Quando gli artisti entrarono in quel posto segreto, gli Hollywood's A&M Studios, videro un biglietto scritto a penna attaccato con lo scotch sopra lo stipite della porta. Era di Quincy Jones e diceva: “Lasciate l’ego fuori dalla porta”. Un po’ come dire a un leone di diventare vegetariano. È il 25 gennaio del 1985 e 46 tra i più grandi artisti del pianeta, sono tutti lì con indosso ancora l’abito sfoggiato per gli American Music Awards appena terminati. Nessun after party per le stelle, ma un progetto da cominciare e finire nel pugno di poche ore.

A presentare la serata, e a vincere tanti premi, è Lionel Richie, sulla cresta dell’onda come solista dopo anni trascorsi come frontman dei Commodores. Fa il mattatore, sembra divertirsi (e sudare parecchio), ma il suo pensiero non va alle statuette, ma a quello che succederà dopo. Appena le luci del palco si spengono e gli artisti cominciano ad allontanarsi in gruppo, i giornalisti assediano Richie, vogliono sapere di quel progetto riservatissimo. Il cantante dice poche parole e scompare dietro le quinte.

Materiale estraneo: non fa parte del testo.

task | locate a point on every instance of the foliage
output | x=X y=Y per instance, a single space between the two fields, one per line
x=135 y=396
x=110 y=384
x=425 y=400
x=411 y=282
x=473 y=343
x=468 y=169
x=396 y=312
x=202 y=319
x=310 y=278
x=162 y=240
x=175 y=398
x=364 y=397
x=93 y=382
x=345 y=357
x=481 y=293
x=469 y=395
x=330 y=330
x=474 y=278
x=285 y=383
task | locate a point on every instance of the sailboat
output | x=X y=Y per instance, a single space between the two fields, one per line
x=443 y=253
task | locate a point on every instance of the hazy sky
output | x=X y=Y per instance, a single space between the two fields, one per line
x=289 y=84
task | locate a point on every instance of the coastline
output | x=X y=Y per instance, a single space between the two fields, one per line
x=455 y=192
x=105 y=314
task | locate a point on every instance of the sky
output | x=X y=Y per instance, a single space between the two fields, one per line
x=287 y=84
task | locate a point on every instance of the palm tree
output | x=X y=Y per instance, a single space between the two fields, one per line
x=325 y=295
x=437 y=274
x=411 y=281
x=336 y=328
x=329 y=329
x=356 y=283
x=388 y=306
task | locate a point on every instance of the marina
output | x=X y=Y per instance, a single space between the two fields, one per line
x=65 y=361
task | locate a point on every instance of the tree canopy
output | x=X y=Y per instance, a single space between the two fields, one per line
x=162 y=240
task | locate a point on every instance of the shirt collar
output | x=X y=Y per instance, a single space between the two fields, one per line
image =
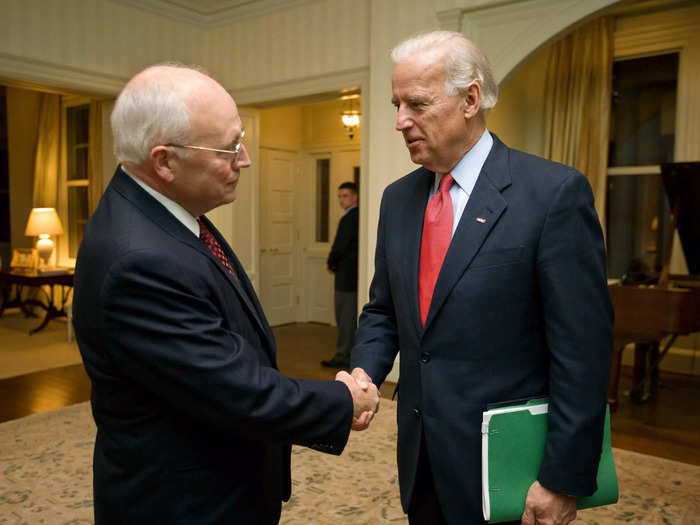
x=468 y=168
x=173 y=207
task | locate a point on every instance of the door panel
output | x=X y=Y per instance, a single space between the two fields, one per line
x=277 y=228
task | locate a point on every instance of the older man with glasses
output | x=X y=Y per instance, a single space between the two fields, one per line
x=194 y=421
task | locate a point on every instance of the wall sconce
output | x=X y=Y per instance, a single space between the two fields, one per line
x=350 y=116
x=43 y=222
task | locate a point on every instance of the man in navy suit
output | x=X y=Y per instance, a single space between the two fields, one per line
x=342 y=261
x=506 y=300
x=194 y=421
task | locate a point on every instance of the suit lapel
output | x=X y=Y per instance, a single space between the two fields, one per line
x=411 y=224
x=484 y=207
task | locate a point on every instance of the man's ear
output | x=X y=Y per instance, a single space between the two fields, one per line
x=472 y=100
x=162 y=159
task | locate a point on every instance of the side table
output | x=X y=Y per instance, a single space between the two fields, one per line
x=19 y=279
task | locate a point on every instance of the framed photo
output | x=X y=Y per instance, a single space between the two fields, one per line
x=24 y=258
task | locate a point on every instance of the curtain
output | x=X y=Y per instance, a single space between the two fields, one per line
x=577 y=103
x=46 y=158
x=95 y=153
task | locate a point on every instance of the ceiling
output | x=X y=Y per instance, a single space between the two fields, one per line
x=213 y=12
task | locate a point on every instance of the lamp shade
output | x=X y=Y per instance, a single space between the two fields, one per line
x=43 y=221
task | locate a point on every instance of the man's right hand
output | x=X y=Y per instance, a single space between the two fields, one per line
x=365 y=400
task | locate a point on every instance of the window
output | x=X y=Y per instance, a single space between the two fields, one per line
x=323 y=173
x=4 y=181
x=76 y=177
x=642 y=136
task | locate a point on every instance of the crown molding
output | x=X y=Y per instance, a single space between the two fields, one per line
x=72 y=79
x=251 y=9
x=286 y=90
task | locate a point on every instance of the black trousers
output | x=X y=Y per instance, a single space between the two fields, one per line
x=425 y=507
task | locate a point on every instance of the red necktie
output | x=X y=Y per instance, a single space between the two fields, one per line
x=214 y=246
x=437 y=234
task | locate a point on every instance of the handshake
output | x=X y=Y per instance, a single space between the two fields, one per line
x=365 y=397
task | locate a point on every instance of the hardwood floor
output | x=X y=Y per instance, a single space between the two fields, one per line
x=668 y=426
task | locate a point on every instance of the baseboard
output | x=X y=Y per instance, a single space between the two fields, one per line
x=678 y=360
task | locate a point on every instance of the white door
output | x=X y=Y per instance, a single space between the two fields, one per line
x=278 y=170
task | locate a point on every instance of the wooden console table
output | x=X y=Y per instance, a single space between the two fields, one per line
x=20 y=279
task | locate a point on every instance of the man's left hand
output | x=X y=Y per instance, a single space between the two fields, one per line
x=546 y=507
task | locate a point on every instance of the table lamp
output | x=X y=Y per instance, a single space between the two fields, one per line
x=44 y=222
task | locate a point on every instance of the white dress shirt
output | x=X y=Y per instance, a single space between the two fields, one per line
x=173 y=207
x=465 y=174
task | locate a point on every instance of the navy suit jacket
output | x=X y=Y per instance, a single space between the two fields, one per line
x=194 y=421
x=520 y=309
x=343 y=256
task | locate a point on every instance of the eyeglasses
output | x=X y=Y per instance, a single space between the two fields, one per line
x=236 y=151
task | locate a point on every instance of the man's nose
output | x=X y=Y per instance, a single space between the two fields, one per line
x=243 y=160
x=403 y=120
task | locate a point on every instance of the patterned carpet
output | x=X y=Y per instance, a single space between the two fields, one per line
x=45 y=478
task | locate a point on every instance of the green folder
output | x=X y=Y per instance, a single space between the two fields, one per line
x=512 y=447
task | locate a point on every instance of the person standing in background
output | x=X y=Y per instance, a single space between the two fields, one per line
x=342 y=261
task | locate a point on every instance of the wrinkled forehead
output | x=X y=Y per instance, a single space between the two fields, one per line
x=214 y=116
x=422 y=69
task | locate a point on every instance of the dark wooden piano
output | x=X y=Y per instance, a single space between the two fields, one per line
x=647 y=315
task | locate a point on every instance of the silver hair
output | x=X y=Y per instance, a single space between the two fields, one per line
x=464 y=63
x=150 y=113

Quella sarà una notte lunghissima e darà alla luce uno dei brani più famosi di tutti i tempi “We are the world”. Un progetto folle, partorito dalla mente di Harry Belafonte, attore, musicista, soprattutto attivista, che aveva questa idea di riunire tanti artisti per una buona causa, raccogliere fondi per l’Etiopia colpita da una grave carestia, come aveva fatto Bob Geldof in UK.

La prima chiamata di Belafonte è a Quincy Jones che, a sua volta, contatta Lionel Richie per scrivere testo e musica. Steve Wonder si fa attendere troppo, così Jones propone: «Chiamiamo  Michael (Jackson)». Dopo qualche giorno Richie e Jackson erano insieme, nella super villa dell’artista di Thriller, a scegliere che tono dare a questo brano. «Una marcia? Un inno? Cosa?» racconta l’interprete di “All night long”.

I tempi erano stretti e per prima cosa andavano scelti i cantanti e poi la data per la registrazione (anche se ancora il brano non era neppure abbozzato). Cominciò un giro di chiamate agli agenti. Prince era tra gli artisti corteggiati, ma il più difficile da abbordare. Dissero sì subito Springsteen (reduce da un tour estenuante) e Kim Carnes; a Madonna fu preferita Cindy Lauper, della partita volevano far parte anche Bob Dylan, Diana Ross, Tina Tuner, Kenny Rogers e anche Dionne Warwick, «perché se ti chiama Quincy vuol dire che c’è di mezzo un progetto interessante».

Netflix ha lanciato da qualche giorno un documentario che svela i retroscena di quella sera, unica e rara, dal titolo “We are the world, la notte che cambiò il pop”, in cui alcuni tra i protagonisti di quella notte, raccontano la genesi di un progetto che riuscì a raccogliere il gotha mondiale della musica per una buona causa. Più di 100 milioni di dollari vennero devoluti alla causa etiope (e il flusso continua anche oggi). Il documentario, tuttavia, non si concentra sulla parte benefica, ma sul making of di un’impresa non da poco perché tra registrazioni, problemi tecnici, qualche capriccio, mettere d’accordo così tante superstar sembrava un obiettivo utopistico. Il risultato, nonostante qualche defezione in corsa, è una canzone che il mondo da quarant'anni conosce, canta, canticchia, ripete, conosce a memoria, suona alla chitarra, al piano. E quelle immagini in Vhs, sul dietro le quinte, rimandano un senso di nostalgia per un tempo passato e per cantanti che non ci sono più. C'è un giovanissimo Bob Dylan, timido e in disparte, c'è il graffio di Huey Lewis e del Boss, l’acuto della Lauper, e poi le lacrime di Diana Ross quando stringendo Steve Wonder, all'alba, mormora teneramente: «Non voglio che finisca».